Postinfarction changes in cardiac function in all experimental groups were assessed in a blinded manner using echocardiography (Figure 3, A and B). Changes in the left ventricular fractional shortening values (Figure 3C) were calculated from left ventricular internal dimension (LVID) end-diastolic (Figure 3D) and end-systolic (Figure 3E) measurements taken before and 1 and 4 weeks after MI. In agreement with previous reports on protective properties of cardiac Sca-1⁺CD31⁻ cells,^6,9–11 we found that transplantation of WT cells significantly reduced a decrease in fractional shortening observed 1 and 4 weeks after MI compared with PBS control. In contrast, transplantation of A_2BKO cells had no effect on the postinfarction decline in cardiac function seen in the control group (Figure 3C). Similar effects of cell transplantation on cardiac function were found by analysis of left ventricular ejection fraction (Figure 3F). Transplantation of WT, but not A_2BKO, cells also ameliorated adverse changes in LVID measurements, with significantly reduced end-diastolic (Figure 3D) and end-systolic (Figure 3E) LVID on postinfarction week 4 compared with that seen in PBS-treated control hearts.

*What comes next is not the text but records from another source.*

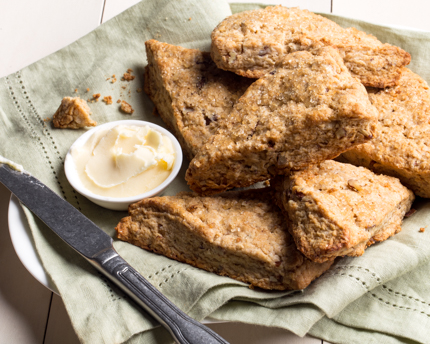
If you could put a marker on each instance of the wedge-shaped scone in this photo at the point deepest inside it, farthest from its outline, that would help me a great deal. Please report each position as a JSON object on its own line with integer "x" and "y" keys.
{"x": 337, "y": 209}
{"x": 401, "y": 147}
{"x": 251, "y": 43}
{"x": 307, "y": 110}
{"x": 191, "y": 94}
{"x": 73, "y": 113}
{"x": 242, "y": 235}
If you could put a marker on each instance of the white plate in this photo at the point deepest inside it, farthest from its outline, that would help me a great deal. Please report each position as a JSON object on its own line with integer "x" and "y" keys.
{"x": 23, "y": 244}
{"x": 24, "y": 247}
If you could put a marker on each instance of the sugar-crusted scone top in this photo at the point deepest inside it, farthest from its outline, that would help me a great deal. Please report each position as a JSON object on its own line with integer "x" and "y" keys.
{"x": 251, "y": 43}
{"x": 191, "y": 94}
{"x": 307, "y": 110}
{"x": 337, "y": 209}
{"x": 401, "y": 147}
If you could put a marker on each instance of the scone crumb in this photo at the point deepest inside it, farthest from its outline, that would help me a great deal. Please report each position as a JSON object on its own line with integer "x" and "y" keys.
{"x": 126, "y": 107}
{"x": 107, "y": 100}
{"x": 73, "y": 113}
{"x": 410, "y": 212}
{"x": 128, "y": 77}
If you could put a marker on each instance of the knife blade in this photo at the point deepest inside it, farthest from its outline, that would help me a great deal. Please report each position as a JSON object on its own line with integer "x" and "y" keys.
{"x": 96, "y": 247}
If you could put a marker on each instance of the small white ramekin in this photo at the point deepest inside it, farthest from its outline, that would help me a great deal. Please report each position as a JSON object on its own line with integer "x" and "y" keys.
{"x": 123, "y": 202}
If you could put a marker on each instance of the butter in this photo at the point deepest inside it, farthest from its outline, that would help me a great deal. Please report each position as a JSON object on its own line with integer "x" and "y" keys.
{"x": 124, "y": 161}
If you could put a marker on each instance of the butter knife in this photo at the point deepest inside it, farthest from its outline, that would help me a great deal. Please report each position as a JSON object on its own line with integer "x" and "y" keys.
{"x": 96, "y": 247}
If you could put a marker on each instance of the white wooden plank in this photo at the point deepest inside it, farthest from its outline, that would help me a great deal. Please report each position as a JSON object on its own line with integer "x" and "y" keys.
{"x": 411, "y": 13}
{"x": 59, "y": 328}
{"x": 115, "y": 7}
{"x": 24, "y": 302}
{"x": 238, "y": 333}
{"x": 311, "y": 5}
{"x": 30, "y": 30}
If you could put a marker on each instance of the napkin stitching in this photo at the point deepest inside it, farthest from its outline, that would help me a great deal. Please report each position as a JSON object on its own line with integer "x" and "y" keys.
{"x": 393, "y": 305}
{"x": 409, "y": 297}
{"x": 358, "y": 268}
{"x": 33, "y": 112}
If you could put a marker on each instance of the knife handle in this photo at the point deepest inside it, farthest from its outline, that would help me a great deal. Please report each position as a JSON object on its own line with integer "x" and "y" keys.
{"x": 184, "y": 329}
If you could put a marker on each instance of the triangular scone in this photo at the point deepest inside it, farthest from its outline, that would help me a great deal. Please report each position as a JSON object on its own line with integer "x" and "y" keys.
{"x": 191, "y": 94}
{"x": 337, "y": 209}
{"x": 401, "y": 147}
{"x": 240, "y": 234}
{"x": 307, "y": 110}
{"x": 251, "y": 43}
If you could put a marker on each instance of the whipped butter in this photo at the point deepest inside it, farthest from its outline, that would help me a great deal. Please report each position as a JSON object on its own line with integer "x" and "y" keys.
{"x": 124, "y": 161}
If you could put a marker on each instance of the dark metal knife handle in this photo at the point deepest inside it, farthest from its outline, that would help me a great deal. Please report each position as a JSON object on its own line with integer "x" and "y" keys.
{"x": 184, "y": 329}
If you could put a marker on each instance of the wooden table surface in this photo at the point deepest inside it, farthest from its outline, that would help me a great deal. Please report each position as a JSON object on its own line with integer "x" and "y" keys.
{"x": 30, "y": 30}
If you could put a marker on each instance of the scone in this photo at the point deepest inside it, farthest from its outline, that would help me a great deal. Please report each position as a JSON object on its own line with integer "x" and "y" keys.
{"x": 401, "y": 147}
{"x": 307, "y": 110}
{"x": 337, "y": 209}
{"x": 191, "y": 94}
{"x": 73, "y": 113}
{"x": 251, "y": 43}
{"x": 241, "y": 234}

Transplantation of WT, but not A_2BKO, Sca-1⁺CD31⁻ cells significantly attenuated the deterioration of cardiac function after MI. A: Timeline of the study protocol. LCA, left coronary artery. B: Representative echocardiograms recorded 4 weeks after transplantations of WT or A_2BKO Sca-1⁺CD31⁻ cells, or vehicle control (PBS). C: LV fractional shortening was significantly improved 1 and 4 weeks after WT, but not A_2BKO Sca-1⁺CD31⁻, cell transplantation compared with cell vehicle control (PBS). D: End-diastolic left ventricular internal diameter (LVIDd) was significantly smaller 4 weeks after WT, but not A_2BKO, Sca-1⁺CD31⁻ cell transplantation compared with cell vehicle control (PBS). E: End-systolic left ventricular internal diameter (LVIDs) was significantly smaller 4 weeks after WT, but not A_2BKO, Sca-1⁺CD31⁻ cell transplantation compared with cell vehicle control (PBS). F: LV ejection fraction was significantly improved 4 weeks after WT, but not A_2BKO, Sca-1⁺CD31⁻ cell transplantation compared with cell vehicle control (PBS). Values are expressed as means ± SEM (n = 6 to 7 animals per group). **Asterisks** indicate significant difference compared with controls (PBS): ^∗P < 0.05, one-way analysis of variance with Dunnett's posttest.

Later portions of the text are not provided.